I mentioned in the last entry that I saw the Previews solicit for the comic during parents weekend of my freshman year of college and was surprised that the series was coming to an end. I wasn’t upset, though, because comics at the time were taking a back seat to everything else–movies, music, girls, beer–and while I still collected and read them, they became something to read on breaks and during the summer when I was on my own and wasn’t sifting through assigned reading. The Titans during that time took an even further back seat, as I became more interested in other books as well as big events like Kingdom Come.
The Titans themselves would, of course, go on. Arsenal had a special shortly following the end of the title, an international espionage story that did wrap up one loose end from the series–we find out that the Titans had disbanded at some point following the events of “Meltdown”–and even got a lettercolumn about New Titans #130. About a year later, Dan Jurgens would write and pencil Teen Titans, a series that is a bit of an oddity but that I enjoyed and find to be underrated. Then again, I haven’t read it in at least 10-15 years, so I’ll have to see if my opinion changes when I get around to it. The Devin Grayson/Jay Faeber Titans series deserves much of the criticism it gets, and I have mixed feelings about the series that started in 2003, especially Geoff Johns’s run. I intend to reread all of those comics all the way through, although I won’t be writing about them because they all feel like they are part of different times in my fandom and comic collecting life.
I started reading New Titans when I was thirteen and the final issue came out when I was eighteen. By then, the comic store was no longer around the block and I was no longer a lonely, worried junior high school student. Moreover, I had moved beyond the point where I was reading about the Titans because I was looking for characters with whom I could identify. The 1980s books had been like watching a John Hughes movie or hanging out with my older cousins–these were people I might wind up being–and the 1990s comics had characters I wanted to get to know. By the time that title left the world behind, I had stopped needing to have a personal investment in the people I was reading about.

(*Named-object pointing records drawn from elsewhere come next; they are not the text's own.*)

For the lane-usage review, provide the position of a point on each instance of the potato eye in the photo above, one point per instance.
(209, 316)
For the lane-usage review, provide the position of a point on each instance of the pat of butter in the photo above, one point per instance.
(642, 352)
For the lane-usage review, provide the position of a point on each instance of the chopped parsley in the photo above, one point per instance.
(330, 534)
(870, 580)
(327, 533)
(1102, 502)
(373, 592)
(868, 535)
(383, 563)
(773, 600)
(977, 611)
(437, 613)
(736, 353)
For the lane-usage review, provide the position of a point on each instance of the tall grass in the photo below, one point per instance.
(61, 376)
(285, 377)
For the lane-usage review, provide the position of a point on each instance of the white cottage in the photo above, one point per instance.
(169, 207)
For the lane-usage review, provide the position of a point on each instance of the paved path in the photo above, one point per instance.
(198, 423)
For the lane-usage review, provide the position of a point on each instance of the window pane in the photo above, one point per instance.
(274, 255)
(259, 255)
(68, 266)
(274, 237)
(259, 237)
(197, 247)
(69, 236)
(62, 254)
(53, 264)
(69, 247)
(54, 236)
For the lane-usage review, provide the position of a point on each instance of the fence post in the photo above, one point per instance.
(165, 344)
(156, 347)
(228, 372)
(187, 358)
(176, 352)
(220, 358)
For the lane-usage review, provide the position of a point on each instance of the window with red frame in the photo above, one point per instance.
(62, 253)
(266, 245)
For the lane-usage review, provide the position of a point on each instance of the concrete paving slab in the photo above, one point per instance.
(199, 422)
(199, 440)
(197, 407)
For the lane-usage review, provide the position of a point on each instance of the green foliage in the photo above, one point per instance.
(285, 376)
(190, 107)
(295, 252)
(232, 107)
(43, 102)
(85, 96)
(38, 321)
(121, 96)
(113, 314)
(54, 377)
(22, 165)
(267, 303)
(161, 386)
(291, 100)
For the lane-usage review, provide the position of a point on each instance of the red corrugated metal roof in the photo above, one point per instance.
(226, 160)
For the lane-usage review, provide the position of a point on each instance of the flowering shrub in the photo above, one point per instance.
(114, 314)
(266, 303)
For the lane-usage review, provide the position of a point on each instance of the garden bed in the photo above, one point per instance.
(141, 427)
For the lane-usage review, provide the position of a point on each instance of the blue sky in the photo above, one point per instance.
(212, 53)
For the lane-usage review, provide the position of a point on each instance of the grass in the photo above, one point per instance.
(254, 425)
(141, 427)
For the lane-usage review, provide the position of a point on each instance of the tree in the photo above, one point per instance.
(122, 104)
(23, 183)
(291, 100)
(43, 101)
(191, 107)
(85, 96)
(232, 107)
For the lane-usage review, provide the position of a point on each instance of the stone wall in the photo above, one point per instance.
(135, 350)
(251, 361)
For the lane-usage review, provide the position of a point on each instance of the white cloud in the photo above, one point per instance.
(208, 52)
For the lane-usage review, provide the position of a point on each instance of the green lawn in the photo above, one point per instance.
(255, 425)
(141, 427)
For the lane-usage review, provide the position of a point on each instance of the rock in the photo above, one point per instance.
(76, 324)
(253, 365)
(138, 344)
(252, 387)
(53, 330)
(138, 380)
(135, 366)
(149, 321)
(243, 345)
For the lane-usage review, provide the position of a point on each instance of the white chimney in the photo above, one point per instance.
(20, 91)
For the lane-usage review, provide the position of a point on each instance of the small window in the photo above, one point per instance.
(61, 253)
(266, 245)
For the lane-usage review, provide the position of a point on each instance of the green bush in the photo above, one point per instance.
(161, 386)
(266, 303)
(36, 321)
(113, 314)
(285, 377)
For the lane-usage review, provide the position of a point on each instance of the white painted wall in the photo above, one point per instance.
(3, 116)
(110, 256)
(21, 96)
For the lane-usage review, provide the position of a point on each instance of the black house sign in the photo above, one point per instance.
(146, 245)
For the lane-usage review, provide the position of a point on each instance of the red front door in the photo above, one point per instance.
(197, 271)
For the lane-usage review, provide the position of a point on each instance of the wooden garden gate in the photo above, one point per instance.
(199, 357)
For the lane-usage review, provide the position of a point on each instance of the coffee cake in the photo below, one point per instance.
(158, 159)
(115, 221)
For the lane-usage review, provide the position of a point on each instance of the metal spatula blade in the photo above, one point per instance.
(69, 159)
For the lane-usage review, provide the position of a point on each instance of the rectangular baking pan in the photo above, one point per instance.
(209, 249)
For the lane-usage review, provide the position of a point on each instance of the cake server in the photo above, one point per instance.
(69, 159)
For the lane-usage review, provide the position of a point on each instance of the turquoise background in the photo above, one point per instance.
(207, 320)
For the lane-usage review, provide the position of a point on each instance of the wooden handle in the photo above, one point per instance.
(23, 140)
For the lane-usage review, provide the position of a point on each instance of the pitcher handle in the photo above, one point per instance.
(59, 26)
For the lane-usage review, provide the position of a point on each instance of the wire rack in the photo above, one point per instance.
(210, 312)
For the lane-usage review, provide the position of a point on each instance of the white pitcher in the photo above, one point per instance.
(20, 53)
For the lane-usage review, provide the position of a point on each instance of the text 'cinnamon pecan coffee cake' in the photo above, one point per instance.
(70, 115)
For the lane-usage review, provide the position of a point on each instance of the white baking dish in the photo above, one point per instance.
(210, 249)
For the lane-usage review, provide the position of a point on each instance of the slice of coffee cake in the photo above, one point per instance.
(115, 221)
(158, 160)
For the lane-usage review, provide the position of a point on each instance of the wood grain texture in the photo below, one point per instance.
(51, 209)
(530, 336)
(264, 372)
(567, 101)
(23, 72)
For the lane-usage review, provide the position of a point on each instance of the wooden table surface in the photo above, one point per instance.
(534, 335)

And really, the timing of the end of the series was perfect because the subsequent relaunches did feel like going back to my old town or old high school and seeing that things weren’t ever going to be the same: the Dan Jurgens title was the new class you didn’t know very well, The Titans was Wooderson period, and the 2003 Teen Titans was almost like coming back to teach (your dreams were your ticket out).
Closing out what wound up being an enormous blogging endeavour isn’t easy to do. After all, this spawned a podcast that is still going and some of the posts I wrote have gotten quite a number of hits these last few years. But I found a source of inspiration in the last pages of that very last issue. Though he hasn’t been in the book since issue #0 (and even that was a cameo), “Where Nightmares End” concludes with the person with whom it started–Dick Grayson. Standing on a rooftop, he thinks:
There have been so many moments to think about. Moments good and bad. Moments I’d love to live all over again … and others I’d pay anything to forget. But I don’t think if I could I’d change any of them. I move on, but I don’t leave my childhood behind as if it’s gone. It can never be gone … while it’s so alive inside me.
The future’s always uncertain, but that’s okay. If I’d know what was ahead of me all those years ago, I might have avoided all the bumps … but I’d also have missed all those laughs.
He then says,
Take care, guys. You’re the best!
Marv Wolfman then gives a farewell to the audience and thanks everyone he’s worked with in the fifteen or sixteen years he’s been on the title and I’m glad that on some level, that he ended the series on his terms. I’m also glad that even though it took a while, I had a chance to look back on comics that have been so important to my life as a comic collector.